In this order they reached the ship-yard; but at that spot they were met by a band of crazy monks from the desert monasteries, who, seeing the beast for sacrifice, abused them loudly, cursing the heathen. The slaves indignantly drove them off, but then the starveling anchorites fell upon the innocent beast which was the chief abomination in their eyes. The bull tossed his huge head, snuffing and snorting to right and left, stuck out his tail and rushed away from the boy whose guidance he had till now meekly followed, flung a monk high in the air with his huge horns, and then turned in his fury on the women who were behind.
They fled like a flock of doves on which a hawk comes swooping down; some were driven quite into the lake and others up against the paling of the shipyard, while Damia herself—who was going through it all again in the midst of her efforts to rise to the divinity—and the young wife whom she had vainly tried to shelter and support, were both knocked down.

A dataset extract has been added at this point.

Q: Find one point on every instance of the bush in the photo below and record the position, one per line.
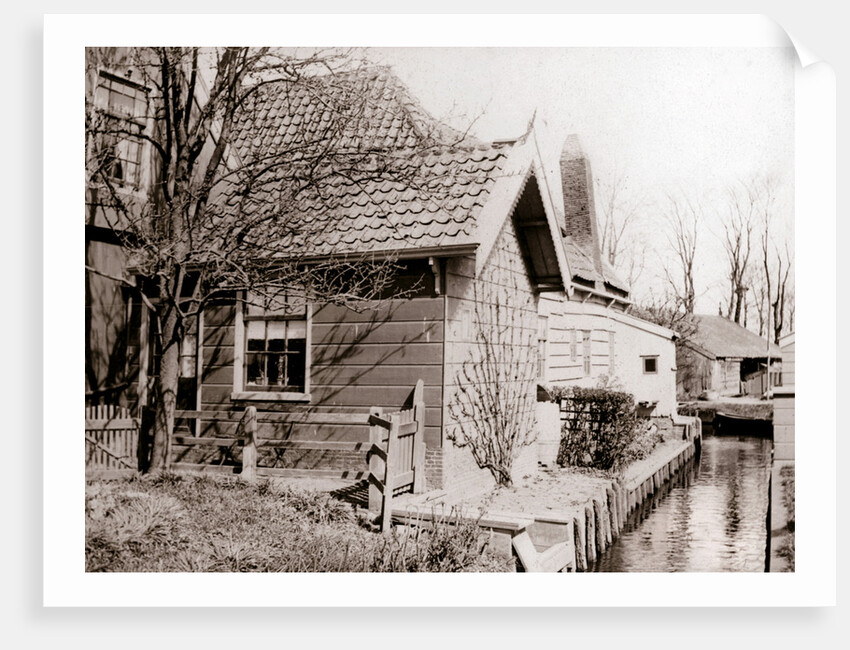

To that hour of terror Gorgo owed her birth, while to her mother it was death.
On the following day Alexandria beheld a funeral ceremony as solemn, as magnificent, and as crowded as though a conquering hero were being entombed; it was that of the monk whom the bull had gored; the Bishop had proclaimed that by this attack on the abomination of desolation—the blood-sacrifice of idolatry—he had won an eternal crown in Paradise.